Dataflow Gen2 – Christopher Finlan

At 8:07 a.m., nobody on a data engineering team is debating architecture purity. You’re trying to get back to the exact source you were fixing yesterday before another downstream notebook fails and somebody asks for an ETA.

That’s the problem Microsoft Fabric’s Recent data feature targets.

The feature landed in the February 2026 Fabric update and is currently in preview. It sounds small: Dataflow Gen2 remembers the specific items you used recently — tables, files, folders, databases, and sheets — and lets you load them directly into the editing canvas. For Spark-heavy teams, though, this is less of a UX tweak and more of a way to stop bleeding time in the first mile of work.

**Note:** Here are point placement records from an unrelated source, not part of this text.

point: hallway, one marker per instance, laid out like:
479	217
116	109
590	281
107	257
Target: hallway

And yes, it’s still a preview feature. Treat it like a mountain route in unstable weather: useful, fast, and not something you trust blindly.

Why Spark teams should care about a Dataflow feature

A lot of Spark teams still frame Dataflow Gen2 as somebody else’s tool. That framing is outdated.

Dataflow Gen2 automatically creates staging Lakehouse and Warehouse items in your workspace. If your team’s workflow includes Dataflow-based ingestion and Spark-based transformation, the handoff between those steps is real. It’s your daily route.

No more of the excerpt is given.